The young Irishman certainly did not disappoint and was certainly one of Exeter's more industrious players. So too was Scot Bennett, who dominated the midfield area and chipped in with Exeter's second goal. Bennett perhaps needed a performance after going off the boil in recent weeks and he was superb in breaking up play, whilst displaying an eye for a pass with several balls sprayed wide and forward to get Exeter going.
He was joined in midfield by Liam Sercombe, another to have under-performed lately. However, his afternoon ended prematurely when a strong challenge led to him limping out of the action.
The Exeter-born midfielder spent the evening having an ankle X-rayed, which revealed a break. Sercombe's next six weeks will be spent sitting in frustration with his ankle in a cast.
However, it was Exeter's other midfielder, Matt Oakley, who was involved in most of the early play. The veteran playmaker could have scored four goals, with the chances he had. The best of those came after a quite wonderful passing move from back to front, but, as Keohane poked the ball off to his team-mate, Oakley knocked the ball wide from barely six yards.
Oakley saw another effort saved by Graham Stack after finding himself one-on-one, while he glanced another header wide. O'Flynn did have the ball in the net, only for the 'goal' to be disallowed for offside, while Keohane side-footed wide from 18 yards as Exeter virtually camped inside the Barnet half.
Alan Gow was off target with a couple of efforts from distance, but he was considerably more accurate with his delivery from set-plays. On 34 minutes, his corner found Danny Coles, who powered a header past Stack from six yards.
Frustratingly, Exeter tried a short corner with their next one, which came to nothing.

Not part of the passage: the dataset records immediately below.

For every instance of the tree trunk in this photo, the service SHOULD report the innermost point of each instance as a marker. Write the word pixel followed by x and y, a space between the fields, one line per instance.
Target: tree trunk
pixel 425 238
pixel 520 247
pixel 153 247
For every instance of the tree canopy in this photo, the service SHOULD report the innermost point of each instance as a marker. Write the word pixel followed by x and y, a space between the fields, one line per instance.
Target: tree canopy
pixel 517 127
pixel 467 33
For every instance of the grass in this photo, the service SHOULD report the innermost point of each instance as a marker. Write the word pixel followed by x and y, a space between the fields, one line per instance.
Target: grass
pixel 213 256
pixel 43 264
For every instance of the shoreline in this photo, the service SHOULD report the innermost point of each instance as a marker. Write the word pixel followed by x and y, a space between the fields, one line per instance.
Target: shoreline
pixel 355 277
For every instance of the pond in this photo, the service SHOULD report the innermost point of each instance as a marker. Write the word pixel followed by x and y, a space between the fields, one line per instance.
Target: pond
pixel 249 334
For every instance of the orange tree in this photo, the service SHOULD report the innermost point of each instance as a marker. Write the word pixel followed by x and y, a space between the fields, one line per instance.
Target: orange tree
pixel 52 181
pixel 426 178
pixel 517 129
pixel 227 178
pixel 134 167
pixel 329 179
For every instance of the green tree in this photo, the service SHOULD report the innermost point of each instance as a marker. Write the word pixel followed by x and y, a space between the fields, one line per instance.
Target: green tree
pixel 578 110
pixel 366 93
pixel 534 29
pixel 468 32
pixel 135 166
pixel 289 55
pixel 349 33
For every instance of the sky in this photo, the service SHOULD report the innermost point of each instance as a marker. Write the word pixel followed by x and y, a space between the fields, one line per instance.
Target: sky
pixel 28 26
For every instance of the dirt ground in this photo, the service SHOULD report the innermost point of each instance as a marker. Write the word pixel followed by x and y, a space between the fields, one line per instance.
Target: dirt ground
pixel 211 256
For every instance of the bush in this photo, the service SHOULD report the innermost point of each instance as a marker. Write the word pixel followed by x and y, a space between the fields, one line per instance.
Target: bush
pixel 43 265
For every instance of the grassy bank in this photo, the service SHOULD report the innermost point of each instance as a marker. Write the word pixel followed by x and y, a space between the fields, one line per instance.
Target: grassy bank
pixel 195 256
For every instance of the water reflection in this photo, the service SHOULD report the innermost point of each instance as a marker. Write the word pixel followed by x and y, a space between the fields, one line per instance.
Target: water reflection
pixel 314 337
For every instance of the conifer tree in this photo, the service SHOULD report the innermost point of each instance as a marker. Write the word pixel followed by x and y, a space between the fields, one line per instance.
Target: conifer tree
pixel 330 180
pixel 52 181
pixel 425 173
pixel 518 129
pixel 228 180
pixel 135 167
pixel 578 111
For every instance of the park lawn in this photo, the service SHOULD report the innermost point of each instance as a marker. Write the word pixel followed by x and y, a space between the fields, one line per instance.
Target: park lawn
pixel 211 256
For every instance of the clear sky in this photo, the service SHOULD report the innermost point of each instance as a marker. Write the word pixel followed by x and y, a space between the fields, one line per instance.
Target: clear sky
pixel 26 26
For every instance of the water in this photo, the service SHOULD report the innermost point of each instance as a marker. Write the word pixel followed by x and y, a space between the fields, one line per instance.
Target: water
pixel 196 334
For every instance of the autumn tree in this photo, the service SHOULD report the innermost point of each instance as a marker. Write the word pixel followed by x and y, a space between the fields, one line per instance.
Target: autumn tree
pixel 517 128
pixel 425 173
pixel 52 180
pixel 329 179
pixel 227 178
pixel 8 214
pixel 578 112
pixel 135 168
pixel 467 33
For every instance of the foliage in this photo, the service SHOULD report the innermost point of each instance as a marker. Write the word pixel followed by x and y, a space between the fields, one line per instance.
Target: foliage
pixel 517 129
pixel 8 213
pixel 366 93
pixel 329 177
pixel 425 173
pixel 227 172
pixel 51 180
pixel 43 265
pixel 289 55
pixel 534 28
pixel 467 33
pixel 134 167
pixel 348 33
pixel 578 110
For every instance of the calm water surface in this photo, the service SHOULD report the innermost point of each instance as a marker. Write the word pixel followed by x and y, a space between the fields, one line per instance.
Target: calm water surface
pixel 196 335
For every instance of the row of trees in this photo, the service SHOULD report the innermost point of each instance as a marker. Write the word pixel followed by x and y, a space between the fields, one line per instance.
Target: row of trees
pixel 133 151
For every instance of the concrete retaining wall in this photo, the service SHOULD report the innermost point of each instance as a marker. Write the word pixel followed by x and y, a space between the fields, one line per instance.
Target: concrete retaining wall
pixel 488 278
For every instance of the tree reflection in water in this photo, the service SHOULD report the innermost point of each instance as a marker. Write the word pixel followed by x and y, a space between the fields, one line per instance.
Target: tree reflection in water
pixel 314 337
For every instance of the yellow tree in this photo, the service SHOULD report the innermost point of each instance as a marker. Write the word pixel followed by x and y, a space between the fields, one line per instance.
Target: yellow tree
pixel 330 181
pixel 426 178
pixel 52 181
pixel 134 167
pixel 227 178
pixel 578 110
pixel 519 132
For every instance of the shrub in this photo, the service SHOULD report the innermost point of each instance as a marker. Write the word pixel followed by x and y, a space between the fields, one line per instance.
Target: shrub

But, when they had another moments later, it was again Coles causing damage with a header that hit a Barnet body in the six-yard box. As the ball fell to Bennett, he poked the ball past Stack and into the net.
As the saying goes though, 2-0 is a dangerous lead. Exeter began to get deeper the longer the second half wore on and, after Davids had limped off with a shoulder injury, the Bees improved. Exeter failed to deal with a move down their left and John Oster played the ball to Nurse, who hit a low shot across Artur Krysiak and in off the far post.
Aaron Dawson, on as a substitute for the stricken Sercombe, had forced Stack into a smart save by this point and fellow substitute Arron Davies should have done better after being teed up by Cureton in the 90th minute. His shot was blocked, though, and Barnet made City pay.
Seven minutes of stoppage time seemed excessive, even taking into account stoppages for the injuries to Sercombe and Davids. But, with seconds remaining, Nurse's cross was headed down and Iro held off Baldwin to turn and knock the ball past Krysiak for his first goal in English football from a couple of yards.
It was too late for City to salvage a desperate situation and it extended the run to three wins from 13 League games at the Park. One point from two 'winnable' home games over the Christmas period is a very poor return. This was most definitely a case of two points dropped.